In, fact, they can cost three times as much to run as conventional models, according to new data from ToptenUK.org.
Energy Saving Trust runs the best-in-class product listings site, and product manager Stewart Muir laid out the numbers starkly.
He said: “The lifetime running cost of an A+ rated American-style fridge freezer can be as much as £350 more than a smaller A+++ rated free standing unit – almost enough to buy a second fridge freezer.”
So, why is this the case? Well, quite simply, traditional models are split into compartments above and below, while the US-style sit beside each other. And when it comes to keeping food cold and bills low, up and down is a better bet than side by side.

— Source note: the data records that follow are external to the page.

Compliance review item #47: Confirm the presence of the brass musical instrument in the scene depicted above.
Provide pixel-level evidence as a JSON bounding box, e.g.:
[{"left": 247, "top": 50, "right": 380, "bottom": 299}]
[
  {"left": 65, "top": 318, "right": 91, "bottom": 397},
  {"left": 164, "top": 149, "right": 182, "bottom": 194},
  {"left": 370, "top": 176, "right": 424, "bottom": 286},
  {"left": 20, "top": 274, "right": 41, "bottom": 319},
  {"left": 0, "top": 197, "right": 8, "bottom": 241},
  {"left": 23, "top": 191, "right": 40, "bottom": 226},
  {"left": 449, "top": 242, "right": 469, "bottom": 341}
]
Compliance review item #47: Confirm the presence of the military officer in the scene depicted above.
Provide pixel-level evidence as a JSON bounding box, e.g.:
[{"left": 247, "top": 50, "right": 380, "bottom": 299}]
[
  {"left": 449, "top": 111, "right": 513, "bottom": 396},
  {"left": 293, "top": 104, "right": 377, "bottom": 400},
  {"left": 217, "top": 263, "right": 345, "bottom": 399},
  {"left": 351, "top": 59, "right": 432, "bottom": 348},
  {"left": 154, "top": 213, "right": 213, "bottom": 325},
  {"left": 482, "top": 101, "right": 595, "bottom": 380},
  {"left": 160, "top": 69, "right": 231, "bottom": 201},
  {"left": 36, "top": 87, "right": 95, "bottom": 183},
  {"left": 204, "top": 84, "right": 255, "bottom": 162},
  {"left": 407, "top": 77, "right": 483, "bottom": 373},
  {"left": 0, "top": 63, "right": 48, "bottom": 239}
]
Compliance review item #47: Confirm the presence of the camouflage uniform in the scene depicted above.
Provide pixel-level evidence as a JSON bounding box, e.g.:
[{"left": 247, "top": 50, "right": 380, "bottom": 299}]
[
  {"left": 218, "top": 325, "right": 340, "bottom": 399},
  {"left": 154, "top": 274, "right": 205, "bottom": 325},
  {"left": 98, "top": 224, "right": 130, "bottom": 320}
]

The key reason for this is that in an American-style unit, the compressor – which gets hot – sits close to a large vertical freezer compartment. It doesn’t take a physics expert to see the problem here. In short, the compressor needs to work extra hard to keep things suitably chilly, and so uses more energy to do so.
It’s commonly thought that running cost differences are all a matter of size. Yet while fridge freezer sizes have indeed been on the rise in the UK in the last 20 years, the most efficient bottom freezer design with similar volume to its US counterpart from the models sampled by Topten was still found to consume only 47% of the energy.
With over 19 million fridge freezers in the UK, and side-by-side designs on the rise, cooling should be a hot topic. If you care about keeping your energy expenditure under control, it’s worth thinking about the size and design of what you’re investing in.
ToptenUK is also working to bust other appliance myths – for example, around the current energy labelling system. A significant push to higher energy efficiency standards, plus technology improvements across the board, means that refrigeration in particular is potentially a tricky area to make an informed purchase.
Muir explained: “Some consumers may think A+ means they are buying one of the most energy efficient products – however this is currently the lowest rating that a fridge-freezer can be sold at. However, this will be addressed by the decision to revert back to the A-G scale and ensure that the scale reflects the market by leaving the top classes empty initially. The current system will be in place for a couple more years though.”